Buku “Mukjizat Al-Qur’an: Ditinjau dari Aspek Kebahasaan, Isyarat Ilmiah, dan Pemberitaan Gaib”, ditulis oleh M. Quraish Shihab. Buku tersebut berisi tentang kemukjizatan Al-Qur’an dari berbagai aspek, mulai dari aspek bahasa, ilmiah sampai sesuatu yang gaib. Bahasa yang digunakan al-Qur’an serpurna, hingga manusia dan jin tidak dapat menandingi al-al-Qur’an meskipun hanya satu ayat. Kejadian-kejadian alam yang kini telah diteliti oleh ilmuan juga diterangkan dalam al-Qur’an jauh sebelum penelitian-penelitian itu berlangsung. Pemberitaan gaib yang ada yang dalam al-Qur’an juga disampaikan sebelum kejadian tersebut berlangsung dan berita itu cocok peristiwa sebenarnya.
Buku karya Drs. Nanang Gojali, M.Ag yang berjudul “Manusia, Pendidikan dan Sains” berbicara tentang manusia dalam perspektif al-Qur’an meliputi kebutuhan manusia, tujuan hidup dan kewajiban manusia sebagai hamba. Sains modern dalam perspektif al-Qur’an meliputi berbagai ayat al-Qur’an yang berbicara tentang fenomena alam dan sains modern dengan didukung pendapat dari ilmuwan mengenai hal terssebut. Pendidikan dalam perspektif al-Qur’an, meliputi kewajiban belajar, tujuan pendidikan yang kesemua itu telah disinggung oleh al-Qur’an.

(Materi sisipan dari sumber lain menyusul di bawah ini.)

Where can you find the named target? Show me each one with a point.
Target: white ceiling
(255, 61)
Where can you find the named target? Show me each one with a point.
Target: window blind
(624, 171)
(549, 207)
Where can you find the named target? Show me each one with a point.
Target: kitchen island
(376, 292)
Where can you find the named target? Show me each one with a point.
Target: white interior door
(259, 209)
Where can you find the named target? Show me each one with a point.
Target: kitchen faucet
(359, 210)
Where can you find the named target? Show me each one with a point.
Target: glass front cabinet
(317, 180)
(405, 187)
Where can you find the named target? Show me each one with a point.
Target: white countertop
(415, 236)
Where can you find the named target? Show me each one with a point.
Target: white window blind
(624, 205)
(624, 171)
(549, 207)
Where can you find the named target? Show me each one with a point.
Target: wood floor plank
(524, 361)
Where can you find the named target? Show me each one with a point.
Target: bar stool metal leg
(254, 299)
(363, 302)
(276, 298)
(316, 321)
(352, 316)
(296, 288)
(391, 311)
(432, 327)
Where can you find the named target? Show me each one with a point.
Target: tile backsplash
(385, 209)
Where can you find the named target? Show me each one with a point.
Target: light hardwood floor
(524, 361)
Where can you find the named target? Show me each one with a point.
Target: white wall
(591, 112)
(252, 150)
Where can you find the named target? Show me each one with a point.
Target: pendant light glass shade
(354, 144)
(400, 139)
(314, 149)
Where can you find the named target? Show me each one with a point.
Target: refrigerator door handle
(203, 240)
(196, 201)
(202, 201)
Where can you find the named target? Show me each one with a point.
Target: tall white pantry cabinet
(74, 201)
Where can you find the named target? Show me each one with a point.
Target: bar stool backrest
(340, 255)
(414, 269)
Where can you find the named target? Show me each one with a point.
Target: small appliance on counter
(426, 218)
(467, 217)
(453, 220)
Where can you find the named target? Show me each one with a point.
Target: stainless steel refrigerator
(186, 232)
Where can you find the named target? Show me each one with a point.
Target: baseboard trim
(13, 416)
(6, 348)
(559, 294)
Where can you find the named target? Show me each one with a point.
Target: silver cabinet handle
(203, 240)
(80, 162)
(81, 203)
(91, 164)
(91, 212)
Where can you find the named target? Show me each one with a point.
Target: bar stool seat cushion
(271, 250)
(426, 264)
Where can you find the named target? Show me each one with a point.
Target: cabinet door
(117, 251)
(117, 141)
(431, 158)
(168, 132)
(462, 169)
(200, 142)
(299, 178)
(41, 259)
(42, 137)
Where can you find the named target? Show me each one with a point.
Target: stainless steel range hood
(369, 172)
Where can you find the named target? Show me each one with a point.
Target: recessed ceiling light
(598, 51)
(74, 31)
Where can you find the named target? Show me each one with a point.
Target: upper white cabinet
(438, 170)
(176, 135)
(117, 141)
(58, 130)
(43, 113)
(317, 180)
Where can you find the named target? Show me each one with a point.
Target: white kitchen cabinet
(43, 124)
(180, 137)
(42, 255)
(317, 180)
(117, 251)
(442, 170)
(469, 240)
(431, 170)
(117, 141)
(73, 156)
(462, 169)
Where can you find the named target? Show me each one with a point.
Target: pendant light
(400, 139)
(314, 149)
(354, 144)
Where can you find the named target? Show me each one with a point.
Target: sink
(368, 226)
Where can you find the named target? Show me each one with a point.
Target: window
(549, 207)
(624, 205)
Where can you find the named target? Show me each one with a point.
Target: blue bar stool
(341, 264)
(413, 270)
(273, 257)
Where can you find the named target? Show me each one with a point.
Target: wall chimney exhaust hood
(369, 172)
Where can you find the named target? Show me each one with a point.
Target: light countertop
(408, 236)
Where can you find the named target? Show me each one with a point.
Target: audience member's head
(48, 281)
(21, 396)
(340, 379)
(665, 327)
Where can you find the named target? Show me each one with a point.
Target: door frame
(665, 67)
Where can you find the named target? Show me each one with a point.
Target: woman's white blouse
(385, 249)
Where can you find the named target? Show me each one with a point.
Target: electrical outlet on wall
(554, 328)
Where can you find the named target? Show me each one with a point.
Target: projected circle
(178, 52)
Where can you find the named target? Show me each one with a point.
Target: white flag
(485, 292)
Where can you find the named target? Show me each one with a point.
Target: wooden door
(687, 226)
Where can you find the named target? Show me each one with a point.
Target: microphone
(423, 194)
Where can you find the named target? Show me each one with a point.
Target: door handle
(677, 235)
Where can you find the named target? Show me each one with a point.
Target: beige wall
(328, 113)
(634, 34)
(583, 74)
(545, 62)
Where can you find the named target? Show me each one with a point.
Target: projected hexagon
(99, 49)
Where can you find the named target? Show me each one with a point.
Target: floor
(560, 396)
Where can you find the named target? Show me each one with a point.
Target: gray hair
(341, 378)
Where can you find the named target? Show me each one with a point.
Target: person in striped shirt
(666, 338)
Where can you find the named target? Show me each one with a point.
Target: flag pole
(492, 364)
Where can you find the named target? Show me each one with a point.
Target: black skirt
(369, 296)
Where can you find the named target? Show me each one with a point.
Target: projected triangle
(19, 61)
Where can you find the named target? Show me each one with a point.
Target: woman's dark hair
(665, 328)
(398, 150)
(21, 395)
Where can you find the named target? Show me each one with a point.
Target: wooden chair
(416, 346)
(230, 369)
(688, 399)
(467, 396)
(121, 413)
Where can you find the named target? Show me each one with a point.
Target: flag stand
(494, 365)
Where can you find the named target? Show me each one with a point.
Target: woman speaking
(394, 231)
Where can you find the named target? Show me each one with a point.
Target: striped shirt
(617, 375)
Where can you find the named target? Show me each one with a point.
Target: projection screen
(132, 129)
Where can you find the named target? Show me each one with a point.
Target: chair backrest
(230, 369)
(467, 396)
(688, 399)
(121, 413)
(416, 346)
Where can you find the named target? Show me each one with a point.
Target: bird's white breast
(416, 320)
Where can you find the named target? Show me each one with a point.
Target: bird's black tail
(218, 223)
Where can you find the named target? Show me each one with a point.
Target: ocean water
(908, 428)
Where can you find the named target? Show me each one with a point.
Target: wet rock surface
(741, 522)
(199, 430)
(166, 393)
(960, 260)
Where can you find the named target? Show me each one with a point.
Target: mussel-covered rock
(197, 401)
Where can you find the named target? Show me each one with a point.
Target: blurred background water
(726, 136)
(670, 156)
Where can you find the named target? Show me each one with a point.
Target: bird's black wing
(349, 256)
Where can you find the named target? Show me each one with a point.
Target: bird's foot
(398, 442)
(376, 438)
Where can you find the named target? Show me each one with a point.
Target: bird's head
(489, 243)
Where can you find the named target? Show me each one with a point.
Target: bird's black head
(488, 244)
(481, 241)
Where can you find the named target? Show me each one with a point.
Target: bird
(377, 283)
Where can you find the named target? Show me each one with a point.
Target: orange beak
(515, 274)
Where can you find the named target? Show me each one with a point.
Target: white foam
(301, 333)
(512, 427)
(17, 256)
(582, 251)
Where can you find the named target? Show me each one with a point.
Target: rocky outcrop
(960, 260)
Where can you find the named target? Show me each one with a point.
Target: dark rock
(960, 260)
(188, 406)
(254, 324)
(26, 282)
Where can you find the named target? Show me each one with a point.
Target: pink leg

“Al-Qur’an sumber Ilmu Pengetahuan” karya Afzalur Rahman. Dalam buku tersebut membahas tentang al-Qur’an dan kaitannya dengan berbagai ilmu pengetahuan modern. al-Qur’an tidak hanya berisi tentang hubungan manusia dengan Tuhan, melainkan mempunyai jangkauan yang jauh lebih luas. Semua ilmu pengetahuan bersumber dari Maha Pencipta, mulai dari Kosmologi, Astronomi, Fisika, Matematika, dan lain-lain sampai ilmu kedokteran smuanya bersumber dari al-Qur’an. Terjadinya pertumbuhan ilmu pengetahuan yang pesat dan penemuan ilmiah semua bersumber dari al-Qur’an.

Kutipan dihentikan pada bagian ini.